I warn you, Counsel, not to ask this witness to invade the province of the jury. It is the third time I have mentioned it.


Q. What other tests would you have run?


A. In a case where I am looking for heroin, I would have purified the sample and done an infrared spectrum of the sample, again running a known standard immediately before, immediately after my unknown and making a comparison.
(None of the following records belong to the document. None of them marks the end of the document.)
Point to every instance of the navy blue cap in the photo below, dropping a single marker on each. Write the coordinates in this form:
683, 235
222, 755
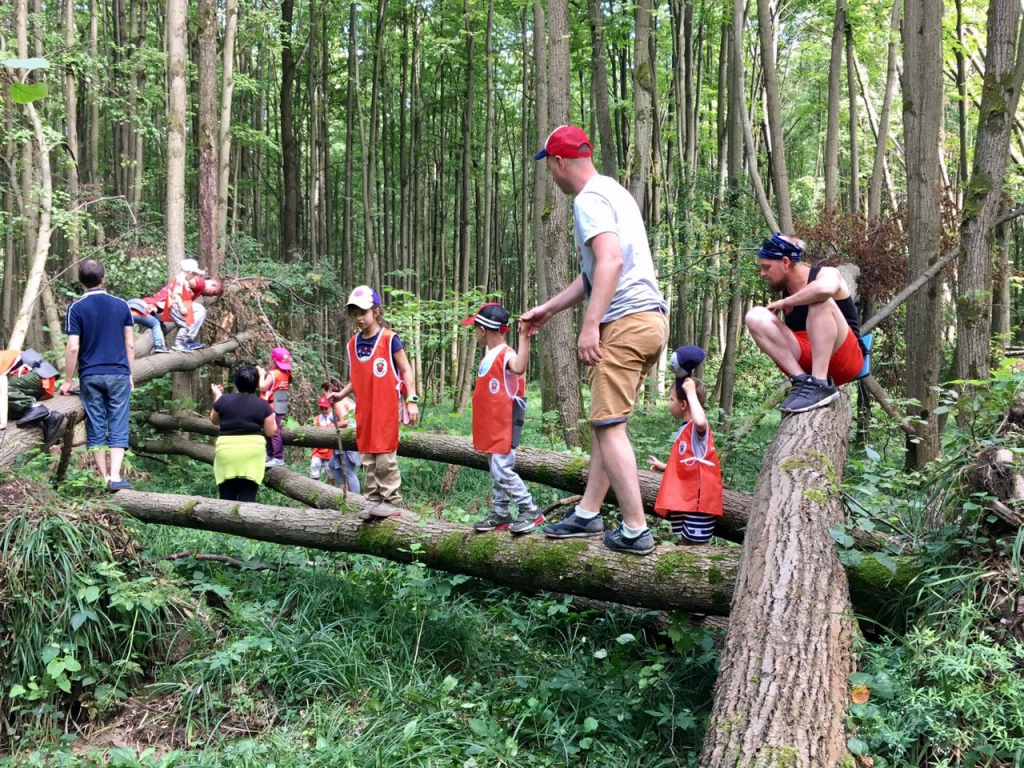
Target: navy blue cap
685, 359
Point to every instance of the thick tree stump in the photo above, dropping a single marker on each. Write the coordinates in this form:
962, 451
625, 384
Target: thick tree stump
14, 441
783, 679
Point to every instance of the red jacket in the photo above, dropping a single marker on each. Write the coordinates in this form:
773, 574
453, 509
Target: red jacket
378, 388
493, 406
689, 483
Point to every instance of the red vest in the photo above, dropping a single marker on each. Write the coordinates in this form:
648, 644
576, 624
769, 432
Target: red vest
690, 484
377, 386
323, 422
493, 407
282, 380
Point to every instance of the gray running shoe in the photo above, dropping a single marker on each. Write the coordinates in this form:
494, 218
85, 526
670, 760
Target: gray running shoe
617, 541
812, 394
573, 526
495, 521
527, 520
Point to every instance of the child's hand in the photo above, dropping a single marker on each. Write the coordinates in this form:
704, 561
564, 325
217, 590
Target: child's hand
656, 465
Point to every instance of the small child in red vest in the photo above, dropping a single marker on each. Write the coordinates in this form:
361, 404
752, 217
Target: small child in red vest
320, 458
385, 396
690, 497
274, 384
499, 412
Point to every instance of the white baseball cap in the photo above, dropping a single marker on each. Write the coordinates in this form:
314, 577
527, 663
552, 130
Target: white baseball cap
190, 265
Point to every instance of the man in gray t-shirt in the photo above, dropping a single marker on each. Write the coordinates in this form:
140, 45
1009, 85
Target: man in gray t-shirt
625, 330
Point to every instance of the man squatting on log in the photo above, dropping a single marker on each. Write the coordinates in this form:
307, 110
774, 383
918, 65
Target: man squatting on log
818, 344
625, 329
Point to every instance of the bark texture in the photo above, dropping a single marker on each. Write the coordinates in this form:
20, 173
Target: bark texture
670, 580
14, 442
782, 683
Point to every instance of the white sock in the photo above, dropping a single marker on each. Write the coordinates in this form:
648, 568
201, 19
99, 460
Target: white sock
632, 532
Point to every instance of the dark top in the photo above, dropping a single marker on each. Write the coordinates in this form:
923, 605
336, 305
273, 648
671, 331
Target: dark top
99, 321
242, 414
364, 347
797, 320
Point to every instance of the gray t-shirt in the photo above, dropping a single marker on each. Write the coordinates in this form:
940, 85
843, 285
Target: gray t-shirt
605, 206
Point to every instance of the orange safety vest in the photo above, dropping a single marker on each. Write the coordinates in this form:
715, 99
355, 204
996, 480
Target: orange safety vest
690, 484
282, 380
325, 454
493, 407
178, 286
378, 387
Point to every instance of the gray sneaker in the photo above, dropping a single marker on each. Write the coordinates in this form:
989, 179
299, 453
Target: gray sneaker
617, 541
573, 526
527, 520
813, 393
495, 521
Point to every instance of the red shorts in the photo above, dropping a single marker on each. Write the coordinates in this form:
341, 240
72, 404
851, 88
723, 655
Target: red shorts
845, 365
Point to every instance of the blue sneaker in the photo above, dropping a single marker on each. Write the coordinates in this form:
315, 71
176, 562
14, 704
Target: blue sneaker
617, 541
573, 526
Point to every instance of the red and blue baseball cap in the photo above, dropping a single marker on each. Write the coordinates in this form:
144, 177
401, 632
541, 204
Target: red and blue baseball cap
492, 316
566, 141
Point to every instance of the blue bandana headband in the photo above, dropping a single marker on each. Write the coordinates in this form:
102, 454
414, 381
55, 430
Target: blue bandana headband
777, 247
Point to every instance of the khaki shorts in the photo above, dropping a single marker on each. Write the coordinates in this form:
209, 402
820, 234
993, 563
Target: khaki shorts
630, 348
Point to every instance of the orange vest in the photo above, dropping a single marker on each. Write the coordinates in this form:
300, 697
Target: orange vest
493, 407
690, 484
325, 454
378, 396
178, 287
282, 380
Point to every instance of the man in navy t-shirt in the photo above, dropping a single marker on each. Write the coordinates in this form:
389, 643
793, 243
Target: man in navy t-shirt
101, 347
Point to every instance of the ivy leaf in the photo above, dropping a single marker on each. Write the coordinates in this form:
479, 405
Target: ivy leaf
26, 93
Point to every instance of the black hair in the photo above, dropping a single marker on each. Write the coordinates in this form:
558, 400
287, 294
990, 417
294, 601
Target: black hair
90, 272
247, 379
681, 394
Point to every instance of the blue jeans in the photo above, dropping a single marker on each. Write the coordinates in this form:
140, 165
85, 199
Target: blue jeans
105, 398
153, 323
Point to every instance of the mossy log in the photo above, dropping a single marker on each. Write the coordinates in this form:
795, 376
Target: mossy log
674, 579
14, 441
783, 679
536, 465
873, 588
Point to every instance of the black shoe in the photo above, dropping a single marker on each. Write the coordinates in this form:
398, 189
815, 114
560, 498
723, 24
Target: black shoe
33, 416
52, 428
812, 394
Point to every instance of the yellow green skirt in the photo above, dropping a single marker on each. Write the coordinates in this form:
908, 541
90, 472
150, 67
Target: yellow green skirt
240, 456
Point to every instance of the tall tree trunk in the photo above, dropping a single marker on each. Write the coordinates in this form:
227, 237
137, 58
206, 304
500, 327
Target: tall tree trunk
208, 133
599, 76
773, 108
559, 353
177, 17
781, 690
882, 139
832, 133
224, 152
999, 95
923, 121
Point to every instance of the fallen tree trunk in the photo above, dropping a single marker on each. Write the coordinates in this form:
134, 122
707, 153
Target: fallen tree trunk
873, 588
14, 442
783, 678
546, 467
673, 579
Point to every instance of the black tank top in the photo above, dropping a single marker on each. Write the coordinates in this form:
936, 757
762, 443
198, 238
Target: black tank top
797, 320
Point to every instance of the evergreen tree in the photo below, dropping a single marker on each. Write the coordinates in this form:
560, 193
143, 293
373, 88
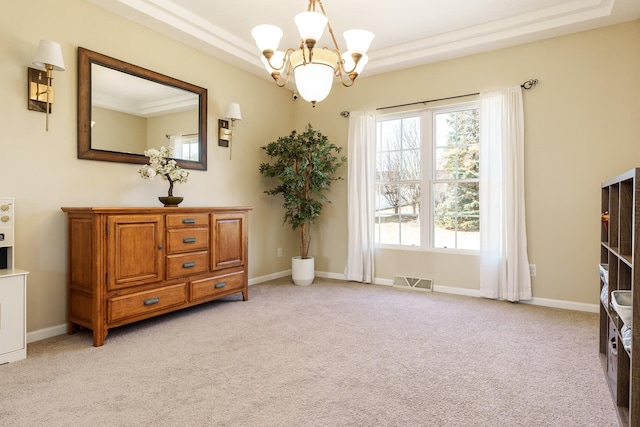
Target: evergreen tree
460, 161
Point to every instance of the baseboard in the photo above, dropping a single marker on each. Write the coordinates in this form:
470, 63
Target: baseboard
567, 305
268, 277
53, 331
43, 334
544, 302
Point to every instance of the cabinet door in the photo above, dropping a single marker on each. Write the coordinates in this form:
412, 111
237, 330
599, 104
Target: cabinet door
135, 252
229, 239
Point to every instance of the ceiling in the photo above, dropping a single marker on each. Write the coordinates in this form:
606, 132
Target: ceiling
407, 32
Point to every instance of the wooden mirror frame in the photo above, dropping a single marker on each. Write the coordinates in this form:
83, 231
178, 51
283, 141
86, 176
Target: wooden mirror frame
85, 151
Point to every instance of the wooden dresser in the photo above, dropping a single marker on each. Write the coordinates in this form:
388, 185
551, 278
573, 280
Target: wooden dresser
129, 264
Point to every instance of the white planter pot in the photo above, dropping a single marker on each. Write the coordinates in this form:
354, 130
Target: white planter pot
302, 270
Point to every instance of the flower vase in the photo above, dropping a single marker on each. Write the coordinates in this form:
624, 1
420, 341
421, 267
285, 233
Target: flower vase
170, 201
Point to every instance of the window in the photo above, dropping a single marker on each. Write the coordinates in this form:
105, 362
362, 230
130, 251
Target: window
428, 158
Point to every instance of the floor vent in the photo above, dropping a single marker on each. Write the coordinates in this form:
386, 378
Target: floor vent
413, 283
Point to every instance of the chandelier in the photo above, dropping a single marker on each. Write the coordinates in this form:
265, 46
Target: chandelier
313, 68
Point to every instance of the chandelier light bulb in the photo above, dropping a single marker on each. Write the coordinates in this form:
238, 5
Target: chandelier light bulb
313, 68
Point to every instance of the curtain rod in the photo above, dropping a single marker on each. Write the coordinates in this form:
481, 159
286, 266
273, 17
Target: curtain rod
526, 86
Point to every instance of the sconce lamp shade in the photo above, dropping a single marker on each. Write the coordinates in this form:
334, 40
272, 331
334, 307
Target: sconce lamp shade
49, 53
233, 112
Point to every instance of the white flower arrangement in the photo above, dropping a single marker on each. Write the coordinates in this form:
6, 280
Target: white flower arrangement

It appears that the trial court interpreted the stated questions as calling for the opinion of one expert as to the qualifications of another expert and sustained the objections of the government accordingly. The government now defends the claim of error on the same theory relying primarily on this court's decision in United States v. Wainwright, 413 F.2d 796, 800, Cert. denied, 396 U.S. 1009, 90 S.Ct. 566, 24 L.Ed.2d 501. In Wainwright we specifically held that a direct question posed to one expert as to the qualifications of another expert was improper. However, we do not deem the subject questions asked of the witness Dr. Wingeleth to necessarily constitute an attack upon the qualifications as such of the government expert. The answers called for by the questions would indicate only disagreement as to the conclusions reached by the government expert or, more specifically, a statement by the defendant's witness that no reliable conclusion could be reached because of incomplete chemical analysis. So viewed, the questions were proper and the government's objections should not have been sustained. However, we do not consider the error of preventing Dr. Wingeleth from stating his ultimate conclusion was of such prejudicial impact on the trial of the case as to require reversal. This witness was given full latitude in explaining what he considered to be proper procedures for reliable chemical analysis and the jury was adequately informed of the area of disagreement between the witnesses. We consequently affirm.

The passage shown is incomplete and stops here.